The new designs focused the variance request at the main marina site, bypassing the need for a permit or variance at the annex, the site that gave Jorling standing to sue over the earlier permit.
The APA has 45 days to consider the variance after the hearing is completed. Written public comments will be accepted through June 12, according to APA staff. The variance request is slated to go before the APA board at its June 15 meeting.
Todd Eastman says
Permit the re-building only on the existing footprint at this point. After a rigorous capacity study, if the study reveals no adverse impacts, the marina proponents could then apply to expand the footprint. That expansion should then be subject to the permitting process for that. If the capacity study reveals adverse impacts from additional slips and boats, no expansion.
Paul says
You don’t need an APA permit to re-build.
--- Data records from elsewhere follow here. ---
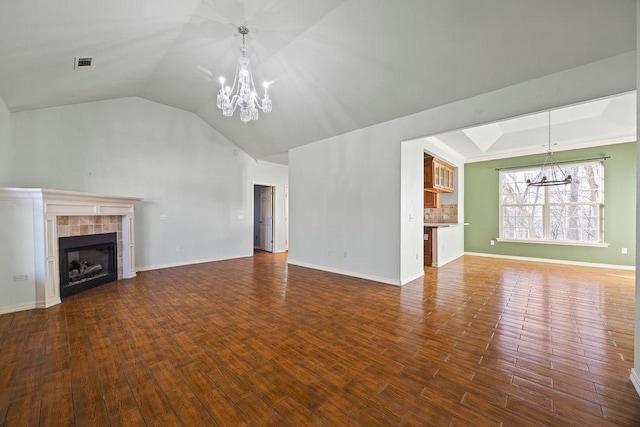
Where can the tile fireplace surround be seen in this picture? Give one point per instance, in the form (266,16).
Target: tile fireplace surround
(59,213)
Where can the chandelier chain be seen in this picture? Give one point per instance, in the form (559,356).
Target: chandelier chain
(243,93)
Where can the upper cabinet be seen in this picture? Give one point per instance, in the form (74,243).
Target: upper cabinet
(438,176)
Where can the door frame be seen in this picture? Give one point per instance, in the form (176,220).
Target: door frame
(273,213)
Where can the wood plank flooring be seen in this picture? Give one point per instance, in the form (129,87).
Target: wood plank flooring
(256,342)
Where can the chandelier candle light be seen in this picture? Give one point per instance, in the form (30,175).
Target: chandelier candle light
(243,93)
(551,173)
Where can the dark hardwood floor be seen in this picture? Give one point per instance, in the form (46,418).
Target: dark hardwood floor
(251,341)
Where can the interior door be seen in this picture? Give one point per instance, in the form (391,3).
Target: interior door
(266,219)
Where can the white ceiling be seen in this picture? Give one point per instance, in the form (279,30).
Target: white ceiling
(337,65)
(603,121)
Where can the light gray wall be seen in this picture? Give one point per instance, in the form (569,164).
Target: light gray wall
(6,142)
(344,206)
(17,255)
(198,182)
(636,342)
(346,191)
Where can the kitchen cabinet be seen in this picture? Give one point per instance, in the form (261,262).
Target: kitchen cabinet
(431,199)
(438,175)
(428,246)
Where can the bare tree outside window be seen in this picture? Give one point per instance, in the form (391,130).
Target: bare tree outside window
(571,212)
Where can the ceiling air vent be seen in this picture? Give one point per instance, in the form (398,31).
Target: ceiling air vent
(82,62)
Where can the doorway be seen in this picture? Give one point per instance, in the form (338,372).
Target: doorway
(263,196)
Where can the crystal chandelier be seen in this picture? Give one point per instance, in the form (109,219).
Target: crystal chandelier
(243,92)
(551,173)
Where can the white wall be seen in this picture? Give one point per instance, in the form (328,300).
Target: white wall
(189,175)
(344,204)
(346,191)
(17,255)
(6,142)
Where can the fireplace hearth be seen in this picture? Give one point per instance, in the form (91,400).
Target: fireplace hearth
(86,262)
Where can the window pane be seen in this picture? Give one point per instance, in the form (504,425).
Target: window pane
(515,190)
(522,222)
(575,222)
(571,212)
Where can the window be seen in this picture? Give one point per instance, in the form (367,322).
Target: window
(569,213)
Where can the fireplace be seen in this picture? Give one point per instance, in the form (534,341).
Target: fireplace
(87,261)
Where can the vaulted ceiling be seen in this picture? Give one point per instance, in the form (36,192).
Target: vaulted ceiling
(336,65)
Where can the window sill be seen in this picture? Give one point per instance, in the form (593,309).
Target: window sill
(555,242)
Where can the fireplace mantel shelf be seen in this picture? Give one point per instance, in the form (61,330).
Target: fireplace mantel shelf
(50,204)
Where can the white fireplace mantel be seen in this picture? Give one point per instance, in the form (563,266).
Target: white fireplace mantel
(47,206)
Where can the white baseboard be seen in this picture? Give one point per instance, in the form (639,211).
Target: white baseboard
(345,272)
(183,263)
(18,307)
(440,263)
(555,261)
(411,279)
(635,380)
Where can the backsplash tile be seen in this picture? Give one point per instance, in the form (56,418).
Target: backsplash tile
(444,214)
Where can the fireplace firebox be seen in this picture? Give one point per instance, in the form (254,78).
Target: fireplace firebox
(86,262)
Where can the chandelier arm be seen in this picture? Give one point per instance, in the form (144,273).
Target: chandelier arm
(243,92)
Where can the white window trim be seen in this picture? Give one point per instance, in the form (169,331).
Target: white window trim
(554,242)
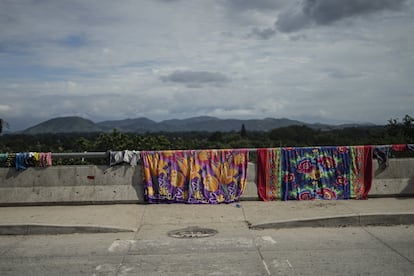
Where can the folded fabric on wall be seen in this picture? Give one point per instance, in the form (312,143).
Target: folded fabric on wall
(194,176)
(314,173)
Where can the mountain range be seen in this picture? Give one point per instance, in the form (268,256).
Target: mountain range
(145,125)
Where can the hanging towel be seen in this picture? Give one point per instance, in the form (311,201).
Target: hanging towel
(194,176)
(399,147)
(314,173)
(45,159)
(382,153)
(3,159)
(131,157)
(20,161)
(115,157)
(268,174)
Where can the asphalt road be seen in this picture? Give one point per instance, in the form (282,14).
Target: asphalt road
(233,250)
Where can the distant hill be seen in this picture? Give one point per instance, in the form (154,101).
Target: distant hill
(144,125)
(64,125)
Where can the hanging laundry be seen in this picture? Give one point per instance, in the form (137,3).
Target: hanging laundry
(115,157)
(382,153)
(268,174)
(20,161)
(45,159)
(131,157)
(361,171)
(314,173)
(194,176)
(11,160)
(399,147)
(3,159)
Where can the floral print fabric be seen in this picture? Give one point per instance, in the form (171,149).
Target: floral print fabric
(194,176)
(314,173)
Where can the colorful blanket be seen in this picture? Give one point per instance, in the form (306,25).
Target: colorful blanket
(194,176)
(314,173)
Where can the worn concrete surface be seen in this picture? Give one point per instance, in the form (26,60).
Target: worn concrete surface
(123,184)
(234,250)
(253,214)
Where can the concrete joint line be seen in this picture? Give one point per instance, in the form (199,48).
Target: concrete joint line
(342,221)
(45,229)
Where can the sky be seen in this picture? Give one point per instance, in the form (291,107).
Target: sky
(328,61)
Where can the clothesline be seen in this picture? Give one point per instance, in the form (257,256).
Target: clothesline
(103,154)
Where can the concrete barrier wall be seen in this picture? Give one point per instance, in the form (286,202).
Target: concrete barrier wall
(123,184)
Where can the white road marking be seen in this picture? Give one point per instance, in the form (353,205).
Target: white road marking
(269,239)
(267,268)
(121,245)
(289,264)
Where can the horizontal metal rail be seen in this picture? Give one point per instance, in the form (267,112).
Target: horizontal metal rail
(103,154)
(79,154)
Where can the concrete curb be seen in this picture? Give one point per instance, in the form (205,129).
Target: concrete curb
(47,229)
(342,221)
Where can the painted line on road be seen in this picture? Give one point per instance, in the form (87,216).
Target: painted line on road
(269,239)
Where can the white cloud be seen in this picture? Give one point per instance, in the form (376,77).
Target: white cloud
(175,59)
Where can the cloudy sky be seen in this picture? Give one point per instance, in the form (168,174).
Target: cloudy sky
(313,60)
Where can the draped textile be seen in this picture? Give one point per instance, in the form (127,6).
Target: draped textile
(194,176)
(314,173)
(268,176)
It’s all grandfathered (or whatever the politically correct term is).
Todd Eastman says
If no substantial changes are made to the marina, re-build on the current footprint for thew time being and let the the capacity study determine whether additional slips can be permitted.
Paul says
Rebuilding on the old foot print is closer to wetland areas and less environmentally friendly. It sounds like they are trying to work with the APA and do the right thing.
Paul says
Todd are you thinking that an extensive capacity study will show that a large lake that has almost no development (and is state land and can’t ever be developed) can’t have 58 more boat slips?
LeRoy Hogan says
Is there a APA conforming or nonconforming equation here?